Is there a way to limit the number of cores allocated to a single job? Similar to how I can limit memory by specifying "-l h_vmem=3g" as a default parameter to qsub, via the sge_request config file.
More specifically, the scenario I want to avoid is:
- User creates or uses a program that uses multiple processors within a single job, e.g. by using the multiprocessing module in Python.
- User submits the job on non-parallel environment queue, which will have the job consumes a single slot, as seen by qstat, but multiple CPUs are utilized (using top on execution host).
- Under this scenario, the one or more users can bypass the total number of allowed slots or CPU for that host, either at the level of the queue configuration (qconf -mq) or host configuration (qconf -mc), respectively.

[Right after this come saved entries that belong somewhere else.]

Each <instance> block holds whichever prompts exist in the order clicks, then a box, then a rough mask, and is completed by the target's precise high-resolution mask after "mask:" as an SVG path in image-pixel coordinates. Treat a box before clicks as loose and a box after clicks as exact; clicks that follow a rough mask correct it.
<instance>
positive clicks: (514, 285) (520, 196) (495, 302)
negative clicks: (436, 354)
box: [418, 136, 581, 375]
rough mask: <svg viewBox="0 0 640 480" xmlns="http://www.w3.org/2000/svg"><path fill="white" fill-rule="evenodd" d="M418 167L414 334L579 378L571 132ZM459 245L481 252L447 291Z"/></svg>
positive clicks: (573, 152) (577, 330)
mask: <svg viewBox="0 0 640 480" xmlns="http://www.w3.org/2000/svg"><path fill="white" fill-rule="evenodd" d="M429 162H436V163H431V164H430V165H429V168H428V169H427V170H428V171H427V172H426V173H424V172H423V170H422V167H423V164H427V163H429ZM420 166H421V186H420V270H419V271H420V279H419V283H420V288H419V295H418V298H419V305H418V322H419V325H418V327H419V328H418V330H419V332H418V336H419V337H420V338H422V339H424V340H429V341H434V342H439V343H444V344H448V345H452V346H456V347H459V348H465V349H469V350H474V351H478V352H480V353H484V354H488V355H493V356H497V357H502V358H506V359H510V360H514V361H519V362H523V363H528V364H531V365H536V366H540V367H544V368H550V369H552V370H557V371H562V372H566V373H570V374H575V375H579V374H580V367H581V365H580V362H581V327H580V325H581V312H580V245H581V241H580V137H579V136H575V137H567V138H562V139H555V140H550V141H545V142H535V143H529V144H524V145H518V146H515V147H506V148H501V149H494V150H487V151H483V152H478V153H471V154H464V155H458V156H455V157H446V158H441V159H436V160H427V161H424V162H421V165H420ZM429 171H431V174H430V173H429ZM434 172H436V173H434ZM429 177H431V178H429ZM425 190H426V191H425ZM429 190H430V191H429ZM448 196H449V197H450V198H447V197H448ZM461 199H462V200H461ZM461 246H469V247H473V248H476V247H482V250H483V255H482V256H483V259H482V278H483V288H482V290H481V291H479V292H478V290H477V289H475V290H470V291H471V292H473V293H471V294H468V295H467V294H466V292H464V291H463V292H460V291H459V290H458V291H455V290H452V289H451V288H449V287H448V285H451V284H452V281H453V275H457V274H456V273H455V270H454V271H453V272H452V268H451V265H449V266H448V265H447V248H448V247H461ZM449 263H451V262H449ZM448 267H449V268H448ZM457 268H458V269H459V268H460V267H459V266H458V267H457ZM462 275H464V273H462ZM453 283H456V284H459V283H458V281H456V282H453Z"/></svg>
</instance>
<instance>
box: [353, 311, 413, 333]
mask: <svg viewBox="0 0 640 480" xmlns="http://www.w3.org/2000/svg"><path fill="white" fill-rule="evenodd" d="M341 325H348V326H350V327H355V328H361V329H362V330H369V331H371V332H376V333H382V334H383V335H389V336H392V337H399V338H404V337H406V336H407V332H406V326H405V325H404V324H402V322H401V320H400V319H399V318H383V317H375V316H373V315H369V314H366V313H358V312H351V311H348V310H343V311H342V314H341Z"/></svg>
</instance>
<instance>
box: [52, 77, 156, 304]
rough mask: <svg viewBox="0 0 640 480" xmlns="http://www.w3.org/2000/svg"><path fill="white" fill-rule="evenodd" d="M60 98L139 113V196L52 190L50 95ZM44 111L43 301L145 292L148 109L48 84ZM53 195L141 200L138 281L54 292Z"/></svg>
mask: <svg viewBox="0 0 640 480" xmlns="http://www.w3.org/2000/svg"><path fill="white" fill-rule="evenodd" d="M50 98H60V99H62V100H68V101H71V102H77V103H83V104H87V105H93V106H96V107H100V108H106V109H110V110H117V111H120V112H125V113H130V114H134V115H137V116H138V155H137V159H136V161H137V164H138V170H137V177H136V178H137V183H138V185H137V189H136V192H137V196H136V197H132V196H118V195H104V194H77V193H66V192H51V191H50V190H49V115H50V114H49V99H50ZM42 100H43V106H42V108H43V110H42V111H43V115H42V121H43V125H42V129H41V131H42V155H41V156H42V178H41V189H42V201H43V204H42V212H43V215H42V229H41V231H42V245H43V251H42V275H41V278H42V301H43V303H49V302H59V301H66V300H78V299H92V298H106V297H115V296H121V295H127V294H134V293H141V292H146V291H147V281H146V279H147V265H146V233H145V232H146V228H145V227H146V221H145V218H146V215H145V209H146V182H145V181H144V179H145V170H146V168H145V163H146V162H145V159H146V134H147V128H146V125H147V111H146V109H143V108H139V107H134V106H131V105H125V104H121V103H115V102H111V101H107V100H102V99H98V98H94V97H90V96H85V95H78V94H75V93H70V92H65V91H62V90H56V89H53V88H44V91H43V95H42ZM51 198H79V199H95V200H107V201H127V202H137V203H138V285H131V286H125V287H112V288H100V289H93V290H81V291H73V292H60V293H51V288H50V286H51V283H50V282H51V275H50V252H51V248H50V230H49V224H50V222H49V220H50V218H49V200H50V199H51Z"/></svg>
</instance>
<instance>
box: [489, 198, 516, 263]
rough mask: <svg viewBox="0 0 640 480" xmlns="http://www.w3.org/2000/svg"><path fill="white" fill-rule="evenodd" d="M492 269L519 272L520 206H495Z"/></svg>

For instance, in my queue configuration, I limit the number of slots for the queue to be 1/2 of total CPU on that host:
slots 10
At the host level I set resource limit to reflect hardware on that execution host:
complex_values slots=20,num_proc=20,h_vmem=60g
For single threaded/processor jobs, the limits at the queue and host level are obeyed i.e. submitting 30 single core jobs, 10 run and 20 wait.

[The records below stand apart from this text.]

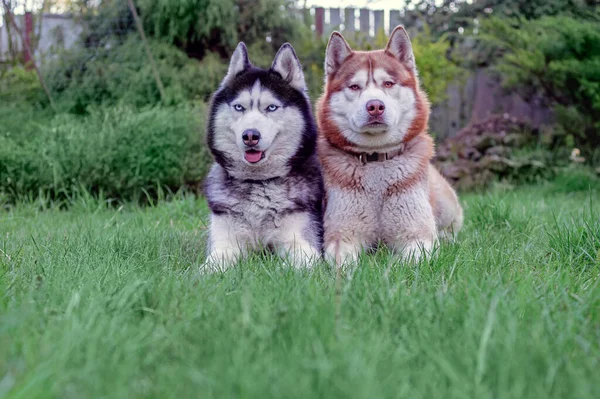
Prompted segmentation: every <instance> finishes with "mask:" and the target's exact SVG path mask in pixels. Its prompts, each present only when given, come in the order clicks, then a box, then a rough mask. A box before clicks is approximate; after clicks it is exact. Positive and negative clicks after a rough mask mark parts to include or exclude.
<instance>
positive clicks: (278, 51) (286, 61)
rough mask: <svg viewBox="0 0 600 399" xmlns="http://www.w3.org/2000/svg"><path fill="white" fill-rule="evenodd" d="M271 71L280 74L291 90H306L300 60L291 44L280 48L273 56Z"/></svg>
mask: <svg viewBox="0 0 600 399" xmlns="http://www.w3.org/2000/svg"><path fill="white" fill-rule="evenodd" d="M271 70H272V71H274V72H277V73H278V74H280V75H281V77H282V78H283V79H284V80H285V81H286V82H288V83H289V84H290V85H291V86H292V87H293V88H295V89H297V90H300V91H305V90H306V83H305V82H304V74H303V73H302V65H300V60H298V57H297V56H296V52H295V51H294V48H293V47H292V45H291V44H289V43H285V44H284V45H283V46H281V48H280V49H279V51H278V52H277V54H276V55H275V59H274V60H273V65H271Z"/></svg>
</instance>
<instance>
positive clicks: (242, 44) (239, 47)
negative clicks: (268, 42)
mask: <svg viewBox="0 0 600 399" xmlns="http://www.w3.org/2000/svg"><path fill="white" fill-rule="evenodd" d="M249 67H250V59H249V58H248V49H247V48H246V45H245V44H244V42H240V43H239V44H238V46H237V47H236V48H235V51H234V52H233V55H232V56H231V61H230V62H229V69H228V70H227V75H226V76H225V79H223V84H226V83H228V82H230V81H231V80H233V78H235V77H236V76H237V75H238V74H239V73H240V72H243V71H245V70H246V69H248V68H249Z"/></svg>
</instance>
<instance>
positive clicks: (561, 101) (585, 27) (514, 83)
mask: <svg viewBox="0 0 600 399" xmlns="http://www.w3.org/2000/svg"><path fill="white" fill-rule="evenodd" d="M482 29H483V30H484V31H485V32H486V35H484V40H485V42H487V43H489V44H491V45H492V46H493V47H494V49H495V51H496V54H497V55H498V56H499V58H498V60H497V62H496V70H497V71H498V72H499V73H500V75H501V76H502V78H503V82H504V84H505V85H506V86H507V87H509V88H513V89H518V90H519V91H521V92H523V94H525V95H526V96H527V95H530V94H535V93H541V94H542V95H543V96H544V98H545V99H546V100H547V102H548V104H549V105H550V106H551V107H553V108H554V110H555V116H556V121H557V123H558V124H557V126H556V129H555V132H554V133H555V144H556V145H562V146H569V147H572V146H577V147H579V148H582V149H584V150H588V151H590V150H592V149H593V148H595V147H597V146H598V145H599V144H600V30H599V29H598V25H597V23H596V22H590V21H585V20H577V19H573V18H569V17H544V18H541V19H539V20H534V21H527V22H525V23H520V22H519V21H516V20H503V19H498V18H492V19H490V20H488V21H485V23H484V24H483V26H482Z"/></svg>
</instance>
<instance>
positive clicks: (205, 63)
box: [46, 34, 227, 114]
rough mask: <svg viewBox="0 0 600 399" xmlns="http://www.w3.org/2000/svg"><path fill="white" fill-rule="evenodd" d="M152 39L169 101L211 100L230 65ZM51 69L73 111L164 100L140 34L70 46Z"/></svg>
mask: <svg viewBox="0 0 600 399" xmlns="http://www.w3.org/2000/svg"><path fill="white" fill-rule="evenodd" d="M150 44H151V48H152V52H153V54H154V57H155V59H156V61H157V64H158V70H159V74H160V77H161V80H162V82H163V85H164V86H165V91H166V96H167V103H168V104H169V105H173V104H180V103H183V102H186V101H189V100H206V99H207V98H208V97H209V96H210V94H211V92H212V91H214V90H215V88H216V87H217V85H218V83H219V81H220V79H222V77H223V76H224V74H225V73H226V71H227V66H226V65H225V64H223V63H222V62H220V60H219V58H218V57H217V56H215V55H211V56H208V57H207V58H206V59H205V60H203V62H198V61H197V60H194V59H190V58H188V57H187V55H186V54H185V53H184V52H182V51H180V50H178V49H177V48H175V47H174V46H171V45H168V44H164V43H160V42H157V41H151V42H150ZM46 72H47V73H46V74H47V79H46V80H47V82H48V86H49V87H50V89H51V91H52V92H53V93H54V96H55V97H56V99H57V103H58V106H59V108H60V109H61V110H64V111H67V112H72V113H77V114H84V113H86V108H87V107H88V106H89V105H100V104H102V105H112V104H118V103H121V104H123V103H124V104H130V105H134V106H136V107H143V106H146V105H154V104H158V103H160V102H161V98H160V93H159V91H158V87H157V85H156V81H155V79H154V75H153V74H152V69H151V67H150V64H149V62H148V59H147V57H146V53H145V52H144V49H143V46H142V45H141V43H140V40H139V38H138V37H137V36H136V35H135V34H132V35H130V36H129V37H128V38H127V39H126V40H125V41H124V42H123V43H122V44H118V45H116V46H114V47H108V48H101V49H89V48H84V49H78V50H74V51H71V52H68V53H66V54H64V55H63V56H62V57H61V59H60V60H57V61H56V62H55V63H53V64H52V65H51V67H50V68H49V70H48V71H46Z"/></svg>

However, when submit 3 multiprocessor jobs each taking 10 CPUs, all run on the single execution host at the same time.
While these limits can be specified by asking the user to use parallel environment and ask for requisite number of slots (i.e. 10 slots per job), intentional or unintentional over-subscription is still possible in an non-parallel environment.
Is there a way to avoid this?
Thanks in advance for the help.